Btw I'm not suggesting to use Spark. I'm saying that even Spark didn't work on large TSV datasets (it only takes a JOIN or GROUP BY to kill the query performance). The CSV data storage format is simply the wrong one for analytics.

Partitioning is irreversible, but coming up with a thoughtful scheme isn't that hard. You just need to hash something. Even something as simple as a HNV hash on some meaningful field is sufficient. In one of my datasets, I chunk it by week, then by HNV modulo 50 chunks, so it looks like this:

/yearwk=202501/chunk=24/000.parquet

Ask an LLM to suggest partioning scheme or think of one.

CSV is the mistake. The move here is to get out of CSV. Partitioning is secondary -- partitioning here is only used for chunking the Parquet, nothing else. You are not locked into anything.

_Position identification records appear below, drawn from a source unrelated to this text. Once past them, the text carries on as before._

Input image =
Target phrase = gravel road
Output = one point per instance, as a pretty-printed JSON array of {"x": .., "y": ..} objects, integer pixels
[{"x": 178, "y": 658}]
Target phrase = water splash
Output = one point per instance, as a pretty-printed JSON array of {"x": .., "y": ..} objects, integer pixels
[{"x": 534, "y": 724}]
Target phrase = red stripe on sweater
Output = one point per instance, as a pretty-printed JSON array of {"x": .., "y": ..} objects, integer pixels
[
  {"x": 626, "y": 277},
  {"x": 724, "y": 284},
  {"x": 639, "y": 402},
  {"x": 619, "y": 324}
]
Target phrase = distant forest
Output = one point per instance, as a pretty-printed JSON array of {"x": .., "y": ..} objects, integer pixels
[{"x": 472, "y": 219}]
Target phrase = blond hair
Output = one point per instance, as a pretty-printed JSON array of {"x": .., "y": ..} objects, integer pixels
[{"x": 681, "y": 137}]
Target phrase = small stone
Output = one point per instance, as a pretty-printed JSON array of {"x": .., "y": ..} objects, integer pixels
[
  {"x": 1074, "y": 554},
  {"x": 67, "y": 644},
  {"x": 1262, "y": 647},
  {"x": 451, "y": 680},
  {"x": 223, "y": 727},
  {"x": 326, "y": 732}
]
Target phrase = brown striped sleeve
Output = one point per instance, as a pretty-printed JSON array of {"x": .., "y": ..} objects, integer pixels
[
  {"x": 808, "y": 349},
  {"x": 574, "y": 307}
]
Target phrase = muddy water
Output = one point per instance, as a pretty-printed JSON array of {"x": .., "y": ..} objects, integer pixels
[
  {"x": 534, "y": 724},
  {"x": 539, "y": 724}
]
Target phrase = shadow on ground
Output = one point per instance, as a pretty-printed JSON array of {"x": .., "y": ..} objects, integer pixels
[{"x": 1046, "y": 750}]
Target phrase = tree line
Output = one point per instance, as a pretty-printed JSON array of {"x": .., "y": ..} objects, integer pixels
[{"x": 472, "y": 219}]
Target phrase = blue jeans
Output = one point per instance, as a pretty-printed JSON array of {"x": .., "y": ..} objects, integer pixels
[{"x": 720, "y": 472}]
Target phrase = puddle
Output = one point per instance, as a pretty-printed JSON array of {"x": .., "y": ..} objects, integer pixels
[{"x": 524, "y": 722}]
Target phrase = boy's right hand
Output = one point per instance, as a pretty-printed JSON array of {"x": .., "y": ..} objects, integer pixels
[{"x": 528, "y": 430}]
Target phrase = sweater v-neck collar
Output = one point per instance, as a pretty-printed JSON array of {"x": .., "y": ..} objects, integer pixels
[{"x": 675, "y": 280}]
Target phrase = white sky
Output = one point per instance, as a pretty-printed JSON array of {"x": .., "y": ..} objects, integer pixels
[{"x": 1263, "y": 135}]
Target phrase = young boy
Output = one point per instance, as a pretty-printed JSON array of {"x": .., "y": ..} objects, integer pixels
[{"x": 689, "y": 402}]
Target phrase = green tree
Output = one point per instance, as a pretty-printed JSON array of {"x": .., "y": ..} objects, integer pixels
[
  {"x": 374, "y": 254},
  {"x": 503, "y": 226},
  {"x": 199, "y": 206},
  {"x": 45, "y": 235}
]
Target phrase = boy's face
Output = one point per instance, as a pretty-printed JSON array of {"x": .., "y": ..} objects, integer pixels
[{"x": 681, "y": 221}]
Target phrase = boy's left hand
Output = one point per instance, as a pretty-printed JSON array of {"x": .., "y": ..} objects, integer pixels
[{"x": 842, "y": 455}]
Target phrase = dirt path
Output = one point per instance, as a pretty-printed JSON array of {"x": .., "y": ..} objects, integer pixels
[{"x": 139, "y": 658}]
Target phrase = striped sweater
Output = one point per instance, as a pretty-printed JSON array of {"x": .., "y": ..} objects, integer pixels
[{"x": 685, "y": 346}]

aynyc · 2025-05-06T11:15:52 1746530152

Yes, on Athena, we process much larger CSV files. But the cost is too crazy. We also have ORC and Parquet files for other dataset which we process with EMR Spark. I really want to get off those distributed analytic engines whenever possible.

I have to think about partition, Spark/Athena both had issues with partitioning by received date. They are scanning way too much data.

snake_doc · 2025-05-04T13:33:20 1746365600

Are you querying from an EC2 instance close to the S3 data? Are the CSVs partitioned into separate files? Does the machine have 500GB of memory? It’s not always duckdb fault when there can be a clear I/O bottleneck…

aynyc · 2025-05-04T15:02:37 1746370957

No, the EC2 instance doesn't have 500GB of data. Does DuckDB require that? I actually downloaded the data from S3 to local EBS and still choked.

broner · 2025-05-04T21:47:56 1746395276

Works fine for me on TB+ datasets. Maybe you were doing in-memory rather than persistent database and running out of RAM? https://duckdb.org/docs/stable/clients/cli/overview.html#in-...

aynyc · 2025-05-05T01:52:34 1746409954

Wait, do you insert the data from S3 into duckdb? I was just doing select from file.

broner · 2025-05-06T00:22:17 1746490937

Nope, just reading from S3. Check this out: https://duckdb.org/2024/07/09/memory-management.html

fastasucan · 2025-05-05T18:02:40 1746468160

Maybe its your terminal that chockes because it tries to display to much data? 500GB should be no problem.

higeorge13 · 2025-05-04T14:02:03 1746367323

Could you test with clickhouse-local? It always works better for me.

aynyc · 2025-05-04T15:03:07 1746370987

No, clickhouse is not considered for some other reason. But I think I might revisit it sometime in the future.